I have a dataset that has duplicate samples that have a different date of birth. This obviously should not be the case, so I am trying to come up with a way to flag/mark those particular samples. In the end, the only samples that would have 1's next to them would be duplicated samples that have a different DOB, all duplicates that have same DOB and unique samples would have 0's. Here is a simplified version of the data.

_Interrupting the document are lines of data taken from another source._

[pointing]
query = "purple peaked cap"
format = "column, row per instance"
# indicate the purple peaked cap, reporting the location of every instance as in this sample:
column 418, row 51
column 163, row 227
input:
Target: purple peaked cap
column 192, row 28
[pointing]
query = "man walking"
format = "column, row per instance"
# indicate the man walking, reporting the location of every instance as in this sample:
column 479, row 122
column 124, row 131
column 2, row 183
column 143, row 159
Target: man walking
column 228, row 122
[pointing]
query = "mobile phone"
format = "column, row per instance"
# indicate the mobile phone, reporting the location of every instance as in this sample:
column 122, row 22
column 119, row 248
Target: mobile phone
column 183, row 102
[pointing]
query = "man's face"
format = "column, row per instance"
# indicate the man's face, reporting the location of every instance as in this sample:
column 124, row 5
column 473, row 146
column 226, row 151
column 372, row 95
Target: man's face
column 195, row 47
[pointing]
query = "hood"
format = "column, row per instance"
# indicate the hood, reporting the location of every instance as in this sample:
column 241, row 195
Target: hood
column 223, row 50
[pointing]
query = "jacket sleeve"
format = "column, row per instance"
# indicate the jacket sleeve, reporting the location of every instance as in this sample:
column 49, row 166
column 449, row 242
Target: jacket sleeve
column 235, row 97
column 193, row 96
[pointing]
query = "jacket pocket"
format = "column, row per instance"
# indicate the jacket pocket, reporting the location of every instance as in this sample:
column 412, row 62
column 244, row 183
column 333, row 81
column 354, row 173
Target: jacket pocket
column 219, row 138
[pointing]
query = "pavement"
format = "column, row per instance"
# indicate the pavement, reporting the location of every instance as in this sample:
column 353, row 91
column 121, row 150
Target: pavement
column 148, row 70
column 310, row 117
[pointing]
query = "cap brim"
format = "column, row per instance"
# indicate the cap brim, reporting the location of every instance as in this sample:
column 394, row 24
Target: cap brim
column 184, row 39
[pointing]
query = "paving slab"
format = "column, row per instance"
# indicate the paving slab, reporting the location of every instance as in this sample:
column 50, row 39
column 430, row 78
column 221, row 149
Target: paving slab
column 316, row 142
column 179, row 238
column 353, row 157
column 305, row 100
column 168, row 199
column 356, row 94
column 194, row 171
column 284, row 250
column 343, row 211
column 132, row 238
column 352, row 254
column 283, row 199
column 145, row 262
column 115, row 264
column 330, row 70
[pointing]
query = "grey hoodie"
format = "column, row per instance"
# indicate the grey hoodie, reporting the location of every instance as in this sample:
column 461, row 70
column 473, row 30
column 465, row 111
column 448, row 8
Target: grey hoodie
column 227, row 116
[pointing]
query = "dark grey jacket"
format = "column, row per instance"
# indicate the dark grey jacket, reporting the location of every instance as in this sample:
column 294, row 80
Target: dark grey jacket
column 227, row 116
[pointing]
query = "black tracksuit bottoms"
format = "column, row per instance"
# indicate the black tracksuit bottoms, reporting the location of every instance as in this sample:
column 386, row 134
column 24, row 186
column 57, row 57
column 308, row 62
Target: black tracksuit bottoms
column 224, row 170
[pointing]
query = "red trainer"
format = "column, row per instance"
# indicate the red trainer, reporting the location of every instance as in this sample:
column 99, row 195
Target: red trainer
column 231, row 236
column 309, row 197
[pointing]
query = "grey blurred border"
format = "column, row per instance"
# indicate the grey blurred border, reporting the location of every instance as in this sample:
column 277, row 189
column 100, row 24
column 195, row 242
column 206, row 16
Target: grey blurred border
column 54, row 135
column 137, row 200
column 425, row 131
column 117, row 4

test.df<-data.frame(specimen=c("A","A","B","C","B","D","C","D","E"),
DOB=c(as.Date('2000-05-10'),as.Date('2002-04-13'),as.Date('2001-05-12'),as.Date('2003-06-01'),as.Date('2003-04-21'),as.Date('2000-10-20'),as.Date('2003-06-01'),as.Date('2000-10-20'),as.Date('2001-11-23')))
specimen DOB
1 A 2000-05-10
2 A 2002-04-13
3 B 2001-05-12
4 C 2003-06-01
5 B 2003-04-21
6 D 2000-10-20
7 C 2003-06-01
8 D 2000-10-20
9 E 2001-11-23
And would like something like this as end result.
specimen DOB diff.dob
1 A 2000-05-10 1
2 A 2002-04-13 1
3 B 2001-05-12 1
4 C 2003-06-01 0
5 B 2003-04-21 1
6 D 2000-10-20 0
7 C 2003-06-01 0
8 D 2000-10-20 0
9 E 2001-11-23 0
Identifying duplicates is obviously the easy part, I am just having trouble adding and extra column of 1's and 0's for if the actual duplicates have a different DOB. Any help would greatly appreciated. Thank you.
You can try ave
test.df$diff.dob <- with(test.df, ave(as.numeric(DOB), specimen,
FUN=function(x) length(unique(x))!=1))
Or using dplyr
library(dplyr)
test.df %>%
group_by(specimen) %>%
mutate(diff.dob=(n_distinct(DOB)!=1)+0)
# specimen DOB diff.dob
#1 A 2000-05-10 1
#2 A 2002-04-13 1
#3 B 2001-05-12 1
#4 C 2003-06-01 0
#5 B 2003-04-21 1
#6 D 2000-10-20 0
#7 C 2003-06-01 0
#8 D 2000-10-20 0
#9 E 2001-11-23 0
Or using data.table
library(data.table)
setDT(test.df)[,diff.dob:= (!anyDuplicated(DOB) & .N>1)+0 , specimen][]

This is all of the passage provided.